One way to generate responses from which to calibrate the linearized model is to use the AMP index in the send window to set the maximum value of omega_d to a few percent of the nominal speed, then use the KFF index to set K_{ff} so that omega reaches a steady-state that matches omega_d (once you set the input frequency low enough using the send window and the FREQ index).

For the above senario, and in steady-state, \omega[n] = \omega[n-1]= \omega_d[n]. Since

c[n] = K_{ff}*\omega_d[n],
there is a lot of fortuitous cancellation, yielding a simple relation between \beta and \gamma.

You can derive a second relation involving \beta and \gamma by examining the immediate (rather than steady-state) behavior of the perturbed rotational velocity, \omega[n], in response to the step changes in \omega_d[n]. And the analysis of \omega[n] dynamic behavior will simplify if you exploit the fact that the system is linear, and that both \omega and \omega_d are in steady-state before the step change.

Notice that there are two coefficients to estimate (\beta and \gamma), and two types of information in the step responses, how fast the measured speed changes and its steady-state value.

In the next checkoff, you can test your model to see if you can predict the stability properties when you use feedback control.

Checkoff 3:

Determine \gamma and \beta for your system.

  • Be ready to show us how you found the two parameters.

Using Feedback Control.

If you set the K_{ff} to zero, and set the K_p to a nonzero value, the c[n] for your system becomes,

c[n] = K_p*(\omega_d[n] - \omega[n])
and the system will only be stable for a certain range of K_p. Use similar values with the AMP and FREQ indices as you used for model calibration, and watch the step responses as you slowly increase K_p (using the send window and the KP index). Determine when your system goes unstable and see if your experiments match predictions from your calibrated model.

Then use the TICKSPERUPDATE index in the send window to set the ticksperupdate to 4, then 2 and then 1. How will you change \Delta T in your difference equation model to reflect the changes? For each value of ticksperupdate, find the value of K_p for which the system is stable, and see if your experiments match your updated models.
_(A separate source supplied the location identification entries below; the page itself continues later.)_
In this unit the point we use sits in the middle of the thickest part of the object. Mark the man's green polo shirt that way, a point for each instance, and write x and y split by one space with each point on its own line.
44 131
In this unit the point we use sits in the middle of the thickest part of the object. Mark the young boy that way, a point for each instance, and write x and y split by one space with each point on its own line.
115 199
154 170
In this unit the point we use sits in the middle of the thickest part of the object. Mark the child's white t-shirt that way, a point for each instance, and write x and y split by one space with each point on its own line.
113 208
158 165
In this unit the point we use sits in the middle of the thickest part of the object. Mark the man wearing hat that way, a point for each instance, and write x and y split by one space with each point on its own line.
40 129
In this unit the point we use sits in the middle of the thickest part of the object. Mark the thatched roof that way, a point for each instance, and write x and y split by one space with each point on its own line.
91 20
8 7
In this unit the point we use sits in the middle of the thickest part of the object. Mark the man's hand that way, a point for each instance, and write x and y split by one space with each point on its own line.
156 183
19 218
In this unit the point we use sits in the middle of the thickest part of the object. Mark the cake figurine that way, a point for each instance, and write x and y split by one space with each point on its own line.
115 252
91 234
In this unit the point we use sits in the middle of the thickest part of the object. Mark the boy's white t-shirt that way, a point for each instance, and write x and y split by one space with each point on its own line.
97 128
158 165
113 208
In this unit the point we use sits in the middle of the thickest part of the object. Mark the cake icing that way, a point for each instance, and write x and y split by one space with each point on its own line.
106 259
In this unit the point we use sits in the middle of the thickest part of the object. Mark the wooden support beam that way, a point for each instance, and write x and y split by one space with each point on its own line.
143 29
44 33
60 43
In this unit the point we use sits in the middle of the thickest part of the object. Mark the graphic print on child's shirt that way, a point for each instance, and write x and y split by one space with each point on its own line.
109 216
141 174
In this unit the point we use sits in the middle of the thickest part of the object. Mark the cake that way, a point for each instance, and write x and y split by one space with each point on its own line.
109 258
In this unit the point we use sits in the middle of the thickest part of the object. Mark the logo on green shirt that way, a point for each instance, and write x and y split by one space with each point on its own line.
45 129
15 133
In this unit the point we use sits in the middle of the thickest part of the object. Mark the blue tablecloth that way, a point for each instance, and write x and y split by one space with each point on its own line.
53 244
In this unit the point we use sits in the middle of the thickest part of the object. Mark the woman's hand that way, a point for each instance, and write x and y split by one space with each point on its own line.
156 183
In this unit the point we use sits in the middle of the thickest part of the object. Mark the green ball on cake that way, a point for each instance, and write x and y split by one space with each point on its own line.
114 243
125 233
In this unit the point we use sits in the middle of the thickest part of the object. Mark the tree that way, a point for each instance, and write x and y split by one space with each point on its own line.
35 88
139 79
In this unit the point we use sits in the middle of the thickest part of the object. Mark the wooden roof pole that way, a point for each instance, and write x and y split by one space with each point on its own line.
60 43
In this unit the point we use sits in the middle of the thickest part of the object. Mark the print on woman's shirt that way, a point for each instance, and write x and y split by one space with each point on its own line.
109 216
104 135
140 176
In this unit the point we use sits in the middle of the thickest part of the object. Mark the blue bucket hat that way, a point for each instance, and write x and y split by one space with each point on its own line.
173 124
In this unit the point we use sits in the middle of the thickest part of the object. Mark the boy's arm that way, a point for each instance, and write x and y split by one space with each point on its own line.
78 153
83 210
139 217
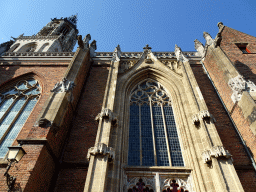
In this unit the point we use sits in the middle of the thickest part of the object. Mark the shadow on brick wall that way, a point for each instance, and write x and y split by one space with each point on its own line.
245 71
7 72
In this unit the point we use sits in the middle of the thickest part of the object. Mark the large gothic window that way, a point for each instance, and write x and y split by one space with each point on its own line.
16 104
153 137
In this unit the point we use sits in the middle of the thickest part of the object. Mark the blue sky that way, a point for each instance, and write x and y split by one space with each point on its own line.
131 23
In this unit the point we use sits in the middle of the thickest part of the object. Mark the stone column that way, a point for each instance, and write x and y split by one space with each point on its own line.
99 157
212 144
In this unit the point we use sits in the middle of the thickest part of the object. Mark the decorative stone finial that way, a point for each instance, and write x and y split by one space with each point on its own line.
208 38
200 48
220 25
86 40
93 47
73 19
147 47
179 54
117 54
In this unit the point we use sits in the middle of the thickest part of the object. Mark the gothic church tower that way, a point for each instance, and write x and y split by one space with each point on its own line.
59 35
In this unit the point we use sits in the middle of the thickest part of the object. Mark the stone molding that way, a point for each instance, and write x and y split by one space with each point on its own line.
21 37
238 85
216 152
63 86
174 66
202 115
137 55
108 114
101 149
184 184
40 54
133 183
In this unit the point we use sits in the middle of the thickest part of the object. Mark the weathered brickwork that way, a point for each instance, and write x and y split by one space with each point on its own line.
226 130
244 63
220 68
83 128
72 179
35 170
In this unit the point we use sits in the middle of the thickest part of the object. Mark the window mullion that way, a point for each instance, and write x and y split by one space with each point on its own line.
166 136
140 134
153 131
14 120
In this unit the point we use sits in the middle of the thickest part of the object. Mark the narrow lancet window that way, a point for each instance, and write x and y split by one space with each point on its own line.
153 137
16 104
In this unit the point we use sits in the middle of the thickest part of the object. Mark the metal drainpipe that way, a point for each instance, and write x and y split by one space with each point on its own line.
244 144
Now set the DisturbA value to 0.5 (on line 14 of the Teensy sketch), and repeat the above experiments. How does the disturbance response change with increasing K_p? Can you use your model to predict how the disturbance response should change with K_p (hint, if you use a very low input frequency, the disturbance response will achieve steady-state, simplifying the analysis).

Checkoff 4:

Be ready to show us both steady-state errors and disturbance rejection, and you should be able to use the difference equation model, and its natural frequencies as a function of K_p , to explain the disturbance rejection and stability.
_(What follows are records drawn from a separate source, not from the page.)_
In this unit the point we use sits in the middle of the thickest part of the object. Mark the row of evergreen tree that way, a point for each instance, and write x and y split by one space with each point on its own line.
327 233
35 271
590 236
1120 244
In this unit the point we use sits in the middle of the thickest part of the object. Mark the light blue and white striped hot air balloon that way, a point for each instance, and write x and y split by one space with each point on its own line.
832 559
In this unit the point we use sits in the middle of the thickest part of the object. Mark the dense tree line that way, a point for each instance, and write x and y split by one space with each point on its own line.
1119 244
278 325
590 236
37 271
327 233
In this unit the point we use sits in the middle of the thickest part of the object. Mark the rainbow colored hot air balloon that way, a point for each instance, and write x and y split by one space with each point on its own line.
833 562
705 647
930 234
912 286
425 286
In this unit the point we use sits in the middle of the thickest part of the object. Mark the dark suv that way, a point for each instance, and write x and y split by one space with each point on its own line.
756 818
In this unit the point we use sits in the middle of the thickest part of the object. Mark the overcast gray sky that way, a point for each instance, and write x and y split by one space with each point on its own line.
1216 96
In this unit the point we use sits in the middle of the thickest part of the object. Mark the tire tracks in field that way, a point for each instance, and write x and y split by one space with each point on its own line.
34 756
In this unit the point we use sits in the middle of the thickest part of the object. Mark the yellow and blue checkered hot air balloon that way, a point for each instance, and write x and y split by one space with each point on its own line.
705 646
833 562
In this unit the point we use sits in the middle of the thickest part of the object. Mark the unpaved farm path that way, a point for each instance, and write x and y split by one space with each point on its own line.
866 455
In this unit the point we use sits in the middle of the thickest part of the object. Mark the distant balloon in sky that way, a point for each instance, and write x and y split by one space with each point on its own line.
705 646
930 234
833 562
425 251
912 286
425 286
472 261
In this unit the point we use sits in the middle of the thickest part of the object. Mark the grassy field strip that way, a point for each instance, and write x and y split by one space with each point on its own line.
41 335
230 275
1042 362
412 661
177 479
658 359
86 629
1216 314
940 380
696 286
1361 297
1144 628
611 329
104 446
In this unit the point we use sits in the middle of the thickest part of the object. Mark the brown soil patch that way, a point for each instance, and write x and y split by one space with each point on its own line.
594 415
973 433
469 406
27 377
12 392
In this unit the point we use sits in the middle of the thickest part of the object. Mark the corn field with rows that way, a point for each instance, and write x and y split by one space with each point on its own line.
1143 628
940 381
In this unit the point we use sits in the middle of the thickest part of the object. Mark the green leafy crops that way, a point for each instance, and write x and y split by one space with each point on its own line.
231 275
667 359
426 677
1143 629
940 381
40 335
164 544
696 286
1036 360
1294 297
  • How does the ticksperupdate affect the range of stable K_p values. Do your experiments match predictions from your model?
  • How does ticksperupdate affect disturbance rejection?
  • What parameters give you the best performance? What are your error metrics?
  • Would it help to use a combination of K_{ff} and K_p. Will that help reduce steady-state error? Will it help improve disturbance rejection?
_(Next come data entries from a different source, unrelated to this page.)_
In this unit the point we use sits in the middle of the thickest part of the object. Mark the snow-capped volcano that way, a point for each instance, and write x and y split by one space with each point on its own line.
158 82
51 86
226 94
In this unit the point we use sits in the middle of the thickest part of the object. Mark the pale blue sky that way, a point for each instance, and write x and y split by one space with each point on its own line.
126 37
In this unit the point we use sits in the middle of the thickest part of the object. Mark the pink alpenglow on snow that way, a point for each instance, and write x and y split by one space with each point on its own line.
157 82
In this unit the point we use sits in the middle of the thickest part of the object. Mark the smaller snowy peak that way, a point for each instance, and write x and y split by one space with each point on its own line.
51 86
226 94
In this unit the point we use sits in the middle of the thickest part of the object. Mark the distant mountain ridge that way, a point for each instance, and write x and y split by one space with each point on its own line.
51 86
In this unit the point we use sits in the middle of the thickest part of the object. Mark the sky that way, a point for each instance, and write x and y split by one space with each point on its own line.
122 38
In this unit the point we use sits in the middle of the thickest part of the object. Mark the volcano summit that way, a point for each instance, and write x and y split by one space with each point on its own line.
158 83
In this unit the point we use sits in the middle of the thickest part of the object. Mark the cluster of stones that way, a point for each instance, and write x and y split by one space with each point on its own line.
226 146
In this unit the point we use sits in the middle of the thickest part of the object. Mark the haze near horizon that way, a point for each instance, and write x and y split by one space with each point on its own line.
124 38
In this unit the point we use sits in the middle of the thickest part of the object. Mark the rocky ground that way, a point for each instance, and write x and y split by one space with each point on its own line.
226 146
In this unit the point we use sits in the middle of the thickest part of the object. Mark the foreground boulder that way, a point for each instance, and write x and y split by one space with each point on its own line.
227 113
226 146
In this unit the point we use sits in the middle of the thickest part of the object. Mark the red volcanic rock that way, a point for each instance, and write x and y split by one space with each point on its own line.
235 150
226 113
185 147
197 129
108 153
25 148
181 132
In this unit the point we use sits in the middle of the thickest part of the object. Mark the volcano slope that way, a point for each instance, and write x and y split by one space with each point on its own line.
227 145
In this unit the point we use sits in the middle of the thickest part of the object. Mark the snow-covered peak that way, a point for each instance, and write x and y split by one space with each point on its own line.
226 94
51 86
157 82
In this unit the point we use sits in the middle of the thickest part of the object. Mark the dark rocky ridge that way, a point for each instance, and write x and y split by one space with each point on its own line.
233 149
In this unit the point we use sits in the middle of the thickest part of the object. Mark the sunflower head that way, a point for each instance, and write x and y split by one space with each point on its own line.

Collecting data for the postlab.

Set ticksperupdate back to 8 (or 0), set DisturbA back to zero, pick the same frequency and amplitude for the input as you used in the model calibration, and examine the step response for values of K_p that are close to the stability limit. Then use the send window with the REPEATS index and a value of 3, to force the plotter to plots each point four times. These repeated plots will createa flat section for each sample, and make it easier to see the number of samples per period when there are oscillations. Look closely at step responses that oscillate before settling, could they be produced by a first order system? You should take screen shots of your results, you will need them for the postlab.

Then try setting ticksperestimate (NOT ticksperupdate!!) to 1 using the send window with the TICKSPERESTIMATE index, and increase K_p until the step response is almost unstable. Then try setting ticksperestimate to 2, then 3, and then 4. You should take screen shots of your results, you will need them for the postlab.

Checkoff 5:
Something is not right, but the effect is subtle. Get the checkoff to get some some hints.